Vers quatre heures du matin, derrière les maisons, un chien a commencé à aboyer
En s’éloignant un peu des garages, ils la virent. Elle aboyait toujours, tournant la tête vers les maisons. Derrière elle, un homme était étendu sur le sol.
L’homme et la femme coururent vers le chien. Il était évident qu’elle appelait à l’aide. Mais plus ils approchaient, plus le chien aboyait fort.

Ses aboiements devenaient agressifs. C’était un berger allemand, un chien sérieux. Impossible de s’approcher de trop près. La femme proposa d’appeler une ambulance.
L’ambulance arriva rapidement. Ils se garèrent près du lieu, deux secouristes sortirent du véhicule. La femme avait prévenu au téléphone que le chien ne laissait personne s’approcher.
Quand ils commencèrent à avancer vers l’homme, elle leur cria encore cela. Mais le chien s’arrêta de japper dès qu’il vit l’ambulance. Elle s’approcha de son maître et s’assit à côté.
Les deux secouristes s’approchèrent assez près de l’homme. Le chien resta assis, immobile. — Que faisons-nous ?
— Elle semble intelligente, elle a laissé approcher. Je vais essayer. Si besoin, j’ai un spray.
Le médecin posa soigneusement la boîte de médicaments, s’accroupit près de l’homme, jetant un œil au chien. Le chien restait silencieux et regardait.
Le pouls était faible. L’homme, assez jeune, environ 35 ans, avait une importante perte de sang. Il avait une blessure au ventre.
L’un des secouristes ouvrit rapidement la trousse, fit un pansement, l’autre prit deux seringues et fit des injections rapides. Le chien observait attentivement.

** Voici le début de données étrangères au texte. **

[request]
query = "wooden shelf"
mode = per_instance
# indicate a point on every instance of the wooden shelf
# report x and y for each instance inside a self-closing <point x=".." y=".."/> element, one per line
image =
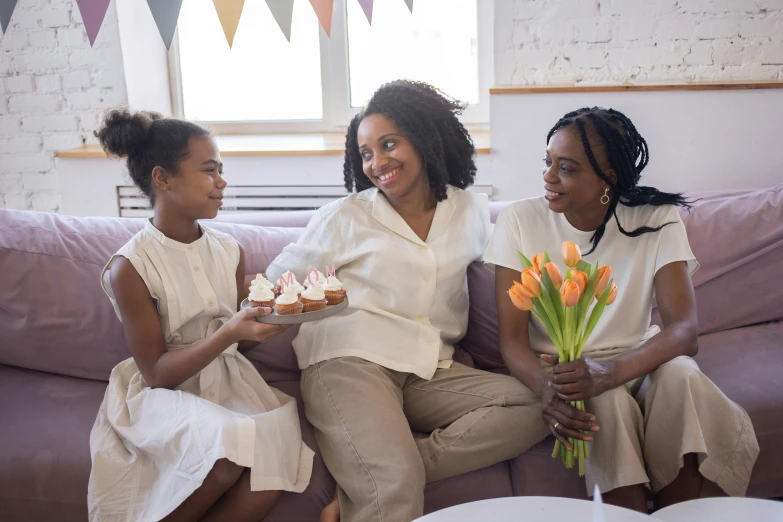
<point x="704" y="86"/>
<point x="322" y="144"/>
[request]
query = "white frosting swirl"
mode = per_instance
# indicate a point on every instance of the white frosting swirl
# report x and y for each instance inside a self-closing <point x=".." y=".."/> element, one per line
<point x="261" y="280"/>
<point x="314" y="292"/>
<point x="288" y="276"/>
<point x="333" y="284"/>
<point x="321" y="279"/>
<point x="261" y="293"/>
<point x="287" y="297"/>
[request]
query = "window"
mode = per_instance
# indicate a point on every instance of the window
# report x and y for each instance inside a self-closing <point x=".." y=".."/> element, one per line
<point x="316" y="83"/>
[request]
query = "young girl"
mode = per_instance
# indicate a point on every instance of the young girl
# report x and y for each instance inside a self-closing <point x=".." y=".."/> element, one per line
<point x="188" y="429"/>
<point x="654" y="419"/>
<point x="401" y="245"/>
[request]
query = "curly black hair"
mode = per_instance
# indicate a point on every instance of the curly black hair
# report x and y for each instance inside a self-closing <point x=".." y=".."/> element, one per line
<point x="628" y="154"/>
<point x="429" y="119"/>
<point x="147" y="140"/>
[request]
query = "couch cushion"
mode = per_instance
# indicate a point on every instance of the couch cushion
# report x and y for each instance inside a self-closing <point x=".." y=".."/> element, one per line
<point x="45" y="462"/>
<point x="746" y="365"/>
<point x="738" y="239"/>
<point x="53" y="313"/>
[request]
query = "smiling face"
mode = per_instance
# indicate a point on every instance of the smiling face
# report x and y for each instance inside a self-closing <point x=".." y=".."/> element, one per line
<point x="196" y="189"/>
<point x="389" y="159"/>
<point x="571" y="183"/>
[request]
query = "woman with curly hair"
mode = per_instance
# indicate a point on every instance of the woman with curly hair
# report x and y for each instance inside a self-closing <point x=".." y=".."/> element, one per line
<point x="401" y="243"/>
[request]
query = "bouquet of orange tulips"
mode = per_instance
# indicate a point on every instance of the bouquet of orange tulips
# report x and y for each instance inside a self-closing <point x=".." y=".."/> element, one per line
<point x="562" y="307"/>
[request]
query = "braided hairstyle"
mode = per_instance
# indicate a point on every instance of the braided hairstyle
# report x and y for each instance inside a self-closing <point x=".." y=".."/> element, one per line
<point x="429" y="119"/>
<point x="147" y="140"/>
<point x="628" y="155"/>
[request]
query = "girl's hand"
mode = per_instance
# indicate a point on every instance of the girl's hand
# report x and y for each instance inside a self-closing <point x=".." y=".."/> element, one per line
<point x="244" y="327"/>
<point x="581" y="379"/>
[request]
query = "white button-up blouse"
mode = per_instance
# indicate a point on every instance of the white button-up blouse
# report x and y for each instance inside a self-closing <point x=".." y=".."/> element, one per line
<point x="408" y="298"/>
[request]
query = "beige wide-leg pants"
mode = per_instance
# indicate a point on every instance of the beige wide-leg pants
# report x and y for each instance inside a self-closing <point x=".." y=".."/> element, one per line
<point x="363" y="415"/>
<point x="649" y="424"/>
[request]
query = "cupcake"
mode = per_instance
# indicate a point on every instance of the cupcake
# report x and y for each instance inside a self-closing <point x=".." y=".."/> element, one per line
<point x="288" y="276"/>
<point x="288" y="302"/>
<point x="321" y="279"/>
<point x="333" y="289"/>
<point x="263" y="281"/>
<point x="313" y="298"/>
<point x="261" y="295"/>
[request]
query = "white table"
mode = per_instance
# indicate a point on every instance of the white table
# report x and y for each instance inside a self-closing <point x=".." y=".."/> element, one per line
<point x="533" y="509"/>
<point x="723" y="509"/>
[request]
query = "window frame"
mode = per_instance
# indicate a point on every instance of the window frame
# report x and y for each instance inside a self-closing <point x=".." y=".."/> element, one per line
<point x="335" y="85"/>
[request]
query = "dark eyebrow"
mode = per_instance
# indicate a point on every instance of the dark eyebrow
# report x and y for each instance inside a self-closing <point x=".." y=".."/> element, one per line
<point x="562" y="158"/>
<point x="388" y="135"/>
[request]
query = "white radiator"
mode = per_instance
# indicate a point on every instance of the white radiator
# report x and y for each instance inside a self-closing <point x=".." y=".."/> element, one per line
<point x="258" y="198"/>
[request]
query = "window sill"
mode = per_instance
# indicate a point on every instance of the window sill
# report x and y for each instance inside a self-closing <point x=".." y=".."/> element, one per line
<point x="314" y="144"/>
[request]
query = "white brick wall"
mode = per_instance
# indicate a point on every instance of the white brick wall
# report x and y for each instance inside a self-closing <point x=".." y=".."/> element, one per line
<point x="53" y="90"/>
<point x="621" y="41"/>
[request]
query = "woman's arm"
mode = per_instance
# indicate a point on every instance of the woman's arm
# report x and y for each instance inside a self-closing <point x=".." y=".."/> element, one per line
<point x="168" y="369"/>
<point x="522" y="363"/>
<point x="583" y="379"/>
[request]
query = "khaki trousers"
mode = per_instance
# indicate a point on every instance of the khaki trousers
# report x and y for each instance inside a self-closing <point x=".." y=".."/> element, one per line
<point x="363" y="415"/>
<point x="649" y="424"/>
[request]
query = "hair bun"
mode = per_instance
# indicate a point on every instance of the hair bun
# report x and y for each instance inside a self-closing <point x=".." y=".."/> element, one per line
<point x="122" y="132"/>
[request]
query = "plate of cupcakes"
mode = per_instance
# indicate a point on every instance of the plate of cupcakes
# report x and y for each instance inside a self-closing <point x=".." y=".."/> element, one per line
<point x="293" y="303"/>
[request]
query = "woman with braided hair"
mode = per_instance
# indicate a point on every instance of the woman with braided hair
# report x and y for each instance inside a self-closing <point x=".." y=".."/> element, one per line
<point x="401" y="243"/>
<point x="653" y="418"/>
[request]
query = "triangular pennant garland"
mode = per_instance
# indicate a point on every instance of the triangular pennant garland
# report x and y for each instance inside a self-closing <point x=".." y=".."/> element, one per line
<point x="283" y="11"/>
<point x="93" y="12"/>
<point x="229" y="12"/>
<point x="367" y="8"/>
<point x="165" y="13"/>
<point x="6" y="10"/>
<point x="323" y="10"/>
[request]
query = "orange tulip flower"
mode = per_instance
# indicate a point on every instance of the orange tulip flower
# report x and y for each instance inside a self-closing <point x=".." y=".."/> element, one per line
<point x="569" y="293"/>
<point x="580" y="278"/>
<point x="531" y="282"/>
<point x="571" y="254"/>
<point x="519" y="298"/>
<point x="538" y="262"/>
<point x="612" y="295"/>
<point x="602" y="280"/>
<point x="554" y="274"/>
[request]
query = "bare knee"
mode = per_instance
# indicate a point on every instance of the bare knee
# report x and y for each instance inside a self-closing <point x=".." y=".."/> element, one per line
<point x="224" y="474"/>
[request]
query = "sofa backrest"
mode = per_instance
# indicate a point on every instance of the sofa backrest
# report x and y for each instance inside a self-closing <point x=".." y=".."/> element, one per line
<point x="737" y="237"/>
<point x="54" y="317"/>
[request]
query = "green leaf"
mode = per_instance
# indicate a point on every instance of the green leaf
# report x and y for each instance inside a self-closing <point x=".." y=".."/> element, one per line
<point x="553" y="334"/>
<point x="525" y="261"/>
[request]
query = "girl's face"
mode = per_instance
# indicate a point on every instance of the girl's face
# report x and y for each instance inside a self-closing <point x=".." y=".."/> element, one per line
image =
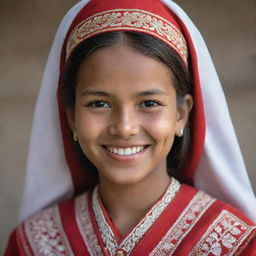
<point x="126" y="114"/>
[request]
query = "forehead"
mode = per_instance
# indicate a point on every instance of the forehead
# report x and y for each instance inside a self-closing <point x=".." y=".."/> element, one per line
<point x="121" y="66"/>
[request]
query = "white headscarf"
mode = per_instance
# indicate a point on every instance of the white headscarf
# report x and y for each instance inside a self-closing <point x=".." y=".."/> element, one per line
<point x="221" y="171"/>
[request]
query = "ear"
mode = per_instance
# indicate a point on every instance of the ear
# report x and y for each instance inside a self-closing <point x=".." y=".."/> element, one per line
<point x="183" y="111"/>
<point x="70" y="113"/>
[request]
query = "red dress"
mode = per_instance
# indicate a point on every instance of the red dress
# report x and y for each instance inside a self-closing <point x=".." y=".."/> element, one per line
<point x="184" y="221"/>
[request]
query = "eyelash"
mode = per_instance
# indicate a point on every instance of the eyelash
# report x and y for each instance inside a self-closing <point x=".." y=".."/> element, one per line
<point x="96" y="104"/>
<point x="102" y="104"/>
<point x="155" y="104"/>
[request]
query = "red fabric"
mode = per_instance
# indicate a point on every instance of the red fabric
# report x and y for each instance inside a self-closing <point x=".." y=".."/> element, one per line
<point x="67" y="212"/>
<point x="83" y="180"/>
<point x="174" y="213"/>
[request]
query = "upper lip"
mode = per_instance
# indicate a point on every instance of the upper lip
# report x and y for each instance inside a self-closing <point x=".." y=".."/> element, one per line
<point x="125" y="145"/>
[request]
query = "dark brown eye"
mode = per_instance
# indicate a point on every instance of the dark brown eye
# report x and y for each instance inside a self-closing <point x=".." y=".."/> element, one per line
<point x="149" y="104"/>
<point x="98" y="104"/>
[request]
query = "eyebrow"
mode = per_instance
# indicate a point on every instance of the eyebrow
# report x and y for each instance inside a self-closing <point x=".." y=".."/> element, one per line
<point x="96" y="93"/>
<point x="151" y="92"/>
<point x="154" y="91"/>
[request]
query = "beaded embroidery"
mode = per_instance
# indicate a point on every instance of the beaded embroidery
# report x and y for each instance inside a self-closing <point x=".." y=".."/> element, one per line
<point x="189" y="217"/>
<point x="46" y="235"/>
<point x="137" y="233"/>
<point x="129" y="20"/>
<point x="224" y="237"/>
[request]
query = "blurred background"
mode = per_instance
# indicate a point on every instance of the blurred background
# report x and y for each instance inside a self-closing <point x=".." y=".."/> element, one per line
<point x="27" y="29"/>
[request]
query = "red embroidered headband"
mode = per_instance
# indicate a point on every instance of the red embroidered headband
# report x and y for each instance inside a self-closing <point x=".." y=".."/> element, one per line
<point x="128" y="20"/>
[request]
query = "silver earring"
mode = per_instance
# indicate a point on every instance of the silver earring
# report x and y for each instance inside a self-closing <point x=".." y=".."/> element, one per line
<point x="180" y="133"/>
<point x="74" y="136"/>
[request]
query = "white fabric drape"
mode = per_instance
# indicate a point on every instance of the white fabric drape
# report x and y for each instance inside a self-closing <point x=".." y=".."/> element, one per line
<point x="221" y="171"/>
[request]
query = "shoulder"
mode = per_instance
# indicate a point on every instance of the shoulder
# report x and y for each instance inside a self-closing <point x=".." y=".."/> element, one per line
<point x="47" y="231"/>
<point x="221" y="228"/>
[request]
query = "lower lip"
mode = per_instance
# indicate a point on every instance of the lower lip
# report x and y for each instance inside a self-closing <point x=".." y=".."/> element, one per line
<point x="125" y="158"/>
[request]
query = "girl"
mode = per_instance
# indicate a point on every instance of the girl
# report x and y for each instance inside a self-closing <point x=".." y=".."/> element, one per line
<point x="133" y="118"/>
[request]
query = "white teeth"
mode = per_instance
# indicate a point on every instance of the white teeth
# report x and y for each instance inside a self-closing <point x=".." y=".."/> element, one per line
<point x="134" y="150"/>
<point x="125" y="151"/>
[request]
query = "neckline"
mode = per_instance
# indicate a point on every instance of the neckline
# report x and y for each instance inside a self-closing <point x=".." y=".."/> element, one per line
<point x="109" y="232"/>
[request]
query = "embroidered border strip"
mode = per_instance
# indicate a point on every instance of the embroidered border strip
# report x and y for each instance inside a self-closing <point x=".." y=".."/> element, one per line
<point x="129" y="20"/>
<point x="189" y="217"/>
<point x="46" y="235"/>
<point x="224" y="237"/>
<point x="85" y="225"/>
<point x="136" y="234"/>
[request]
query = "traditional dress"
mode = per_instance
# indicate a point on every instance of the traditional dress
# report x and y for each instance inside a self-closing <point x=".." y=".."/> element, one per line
<point x="185" y="220"/>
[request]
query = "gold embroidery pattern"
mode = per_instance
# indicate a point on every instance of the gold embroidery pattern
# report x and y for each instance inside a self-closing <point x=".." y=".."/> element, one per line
<point x="132" y="239"/>
<point x="223" y="237"/>
<point x="189" y="217"/>
<point x="46" y="234"/>
<point x="128" y="19"/>
<point x="85" y="225"/>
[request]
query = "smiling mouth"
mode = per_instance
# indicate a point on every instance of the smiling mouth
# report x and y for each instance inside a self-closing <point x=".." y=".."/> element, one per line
<point x="129" y="151"/>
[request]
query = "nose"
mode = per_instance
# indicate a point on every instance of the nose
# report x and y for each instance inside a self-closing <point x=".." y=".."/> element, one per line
<point x="124" y="123"/>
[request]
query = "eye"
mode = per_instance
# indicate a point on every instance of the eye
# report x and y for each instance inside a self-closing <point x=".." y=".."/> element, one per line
<point x="98" y="104"/>
<point x="149" y="104"/>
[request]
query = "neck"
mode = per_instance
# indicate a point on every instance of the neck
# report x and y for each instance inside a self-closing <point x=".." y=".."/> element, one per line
<point x="127" y="204"/>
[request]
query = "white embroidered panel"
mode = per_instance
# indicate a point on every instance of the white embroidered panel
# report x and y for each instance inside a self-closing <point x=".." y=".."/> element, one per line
<point x="85" y="225"/>
<point x="136" y="234"/>
<point x="189" y="217"/>
<point x="46" y="235"/>
<point x="224" y="237"/>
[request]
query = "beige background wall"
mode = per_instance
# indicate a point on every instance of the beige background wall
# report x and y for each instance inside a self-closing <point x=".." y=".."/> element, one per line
<point x="26" y="30"/>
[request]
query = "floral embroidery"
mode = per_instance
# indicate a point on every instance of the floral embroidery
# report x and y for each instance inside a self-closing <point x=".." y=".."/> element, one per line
<point x="189" y="217"/>
<point x="223" y="237"/>
<point x="85" y="225"/>
<point x="46" y="235"/>
<point x="130" y="20"/>
<point x="132" y="239"/>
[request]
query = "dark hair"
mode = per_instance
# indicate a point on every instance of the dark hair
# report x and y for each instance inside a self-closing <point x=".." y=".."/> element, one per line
<point x="149" y="46"/>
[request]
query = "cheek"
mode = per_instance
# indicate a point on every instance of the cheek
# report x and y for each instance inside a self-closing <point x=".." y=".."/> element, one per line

À ce moment-là, une petite foule s’était rassemblée. Mais elle restait à une dizaine de mètres, personne n’osait s’approcher.
Un secouriste alla chercher une civière. Ils déposèrent délicatement l’homme, le chargèrent dans l’ambulance. Le chien ne pouvait pas être pris. Elle les regardait, eux la regardaient. Mais c’était la consigne… Et après ?
L’ambulance roula prudemment sur la route cahoteuse. Le chien courait à côté… Jusqu’à l’hôpital, elle alternait entre ralentir et rattraper le véhicule.
Devant le portail de l’hôpital, l’ambulance s’arrêta. Les gardiens levèrent la barrière, le véhicule entra. Le chauffeur expliqua à un gardien : — Nous avons un homme blessé. C’est son chien.
— Je comprends, mais que puis-je faire ? dit le gardien en regardant le chien. Puis il siffla : « Allez, reste ! Pas bouger ! Assis ! » Cette série d’ordres désorienta un peu le berger allemand.
Mais elle s’arrêta, s’assit devant la barrière et suivit du regard le véhicule. Après environ une heure d’attente, elle s’allongea près du bord du mur pour ne pas gêner le passage des voitures.
Au début, les gardiens la surveillaient pour qu’elle ne s’introduise pas dans l’enceinte. Puis, comprenant qu’elle allait attendre là, ils se contentaient de jeter un coup d’œil de temps en temps.
— Que faire ? — Rien, que proposes-tu ? — Combien de temps va-t-elle rester ici ? — Qui sait ? Peut-être qu’elle partira après un moment.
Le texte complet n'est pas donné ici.